We do not sell personal data to third parties.

We may share data with trusted data processors who assist us in providing our services, such as:

Hosting and cloud service providers
Payment processors
Analytics and marketing platforms
Customer service tools
Email and CRM service providers
All processors are bound by data processing agreements in accordance with the GDPR. We do not permit processors to use data for purposes other than those agreed.

We may also disclose data to authorities where we have a statutory obligation to do so.

6.1. Third Parties and Personal Data Processing

Processor

Country

Purpose

Further information

Google Cloud EMEA Limited

Ireland

Cloud services and platform infrastructure

Subprocessors

UpCloud Oy

Finland

Data storage

Data processing agreement

Plus Five Five, Inc. (Resend)

United States

Email services

Subprocessors

Notion Labs, Inc.

United States

Internal workspace platform

Subprocessors

Sendinblue SAS (Brevo)

France

Newsletter and marketing automation

Data processing agreement

7. International Data Transfers

Data held by Prospr is stored in data centres located within the EU/EEA. Some of our service providers are located outside the EU/EEA, including in the United States, meaning data may be temporarily processed outside the EU/EEA. When data is transferred outside the EU/EEA, we use the following safeguards:

EU Standard Contractual Clauses (SCCs)
GDPR-approved safeguards
We ensure that all international data transfers take place with appropriate safeguards and in accordance with GDPR requirements.

8. Rights of the Data Subject

Under the GDPR, you have the following rights in relation to the processing of your personal data:

Right of access — you may request a copy of the data we hold about you
Right to rectification — you may request the correction of inaccurate or incomplete data
Right to erasure — you may request the deletion of your data where the basis for processing no longer applies
Right to restriction of processing — you may request the restriction of processing in certain circumstances
Right to object — you may object to processing based on legitimate interest
Right to withdraw consent — you may withdraw any consent you have given at any time
Right to data portability — you may request your data in a machine-readable format
Right not to be subject to automated decision-making — you have the right to request a human review
To exercise your rights:

If you are a Prospr platform user, you may delete your data by deleting your account directly through the Prospr platform or application.
In other cases, please contact us at hello@prosprapp.com
We aim to respond to requests within 30 days as required by the GDPR. You also have the right to lodge a complaint with the data protection authority:

Office of the Data Protection Ombudsman P.O. Box 800, 00531 Helsinki, Finland tietosuoja@om.fi | www.tietosuoja.fi

Data Security
We apply appropriate technical and organisational measures to protect your personal data against unauthorised access, loss, misuse, or alteration.
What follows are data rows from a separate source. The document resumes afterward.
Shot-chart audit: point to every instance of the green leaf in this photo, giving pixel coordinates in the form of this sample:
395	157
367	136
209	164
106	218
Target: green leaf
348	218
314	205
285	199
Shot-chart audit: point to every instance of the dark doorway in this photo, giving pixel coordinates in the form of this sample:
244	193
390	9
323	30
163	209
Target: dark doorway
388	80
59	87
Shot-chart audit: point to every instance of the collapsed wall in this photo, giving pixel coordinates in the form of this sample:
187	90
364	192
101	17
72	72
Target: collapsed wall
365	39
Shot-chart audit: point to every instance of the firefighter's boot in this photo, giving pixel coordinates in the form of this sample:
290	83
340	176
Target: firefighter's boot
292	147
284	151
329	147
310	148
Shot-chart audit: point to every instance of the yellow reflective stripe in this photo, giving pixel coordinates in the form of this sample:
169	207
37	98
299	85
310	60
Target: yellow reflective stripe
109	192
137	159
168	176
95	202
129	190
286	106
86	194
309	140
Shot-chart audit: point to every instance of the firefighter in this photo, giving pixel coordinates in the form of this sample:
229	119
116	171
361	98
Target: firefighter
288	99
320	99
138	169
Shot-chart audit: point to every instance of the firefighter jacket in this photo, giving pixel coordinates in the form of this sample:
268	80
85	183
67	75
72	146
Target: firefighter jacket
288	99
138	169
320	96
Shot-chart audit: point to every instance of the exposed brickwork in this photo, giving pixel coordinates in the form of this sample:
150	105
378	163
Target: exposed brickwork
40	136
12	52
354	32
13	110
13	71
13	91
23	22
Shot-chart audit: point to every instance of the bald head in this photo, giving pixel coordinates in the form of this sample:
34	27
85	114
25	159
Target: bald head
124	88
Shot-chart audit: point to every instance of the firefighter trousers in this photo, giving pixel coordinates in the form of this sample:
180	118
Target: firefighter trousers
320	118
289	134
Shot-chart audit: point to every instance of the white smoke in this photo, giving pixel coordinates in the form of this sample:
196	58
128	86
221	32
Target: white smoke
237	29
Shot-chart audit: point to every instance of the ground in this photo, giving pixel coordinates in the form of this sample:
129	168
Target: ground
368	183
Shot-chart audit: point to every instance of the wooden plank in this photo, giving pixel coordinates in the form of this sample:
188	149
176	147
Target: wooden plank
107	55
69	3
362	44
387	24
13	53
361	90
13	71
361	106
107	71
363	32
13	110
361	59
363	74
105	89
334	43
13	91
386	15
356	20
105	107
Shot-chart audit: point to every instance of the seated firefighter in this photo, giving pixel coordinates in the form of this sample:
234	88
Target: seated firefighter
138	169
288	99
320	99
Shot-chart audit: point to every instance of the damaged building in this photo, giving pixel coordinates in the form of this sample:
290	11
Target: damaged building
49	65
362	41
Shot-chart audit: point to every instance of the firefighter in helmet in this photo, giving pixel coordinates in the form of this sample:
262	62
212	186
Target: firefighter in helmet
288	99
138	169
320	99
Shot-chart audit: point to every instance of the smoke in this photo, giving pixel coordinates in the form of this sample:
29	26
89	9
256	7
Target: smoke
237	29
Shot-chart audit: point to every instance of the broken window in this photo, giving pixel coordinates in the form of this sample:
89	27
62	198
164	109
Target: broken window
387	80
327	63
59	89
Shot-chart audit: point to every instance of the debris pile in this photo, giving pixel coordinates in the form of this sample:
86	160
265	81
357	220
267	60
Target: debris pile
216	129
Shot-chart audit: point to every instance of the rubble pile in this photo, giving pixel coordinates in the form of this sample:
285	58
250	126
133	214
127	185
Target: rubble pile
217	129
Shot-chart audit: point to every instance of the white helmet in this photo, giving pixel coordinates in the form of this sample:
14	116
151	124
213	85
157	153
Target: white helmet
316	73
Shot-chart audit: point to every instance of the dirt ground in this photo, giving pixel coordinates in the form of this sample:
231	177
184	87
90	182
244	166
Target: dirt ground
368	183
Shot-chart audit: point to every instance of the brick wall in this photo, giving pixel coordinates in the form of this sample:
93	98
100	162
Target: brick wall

These measures include, among others:

Encryption of data in transit and at rest
Access controls and restriction of user privileges
Regular security assessments
Staff training on data protection matters
In the event of a data breach, we will notify the competent supervisory authority within 72 hours in accordance with GDPR Article 33, and where necessary, also notify the affected data subjects.

Changes to the Privacy Policy
We may update this Privacy Policy from time to time. We will notify data subjects of any significant changes by email or via the platform before the changes take effect. The latest version is always available at prosprapp.com.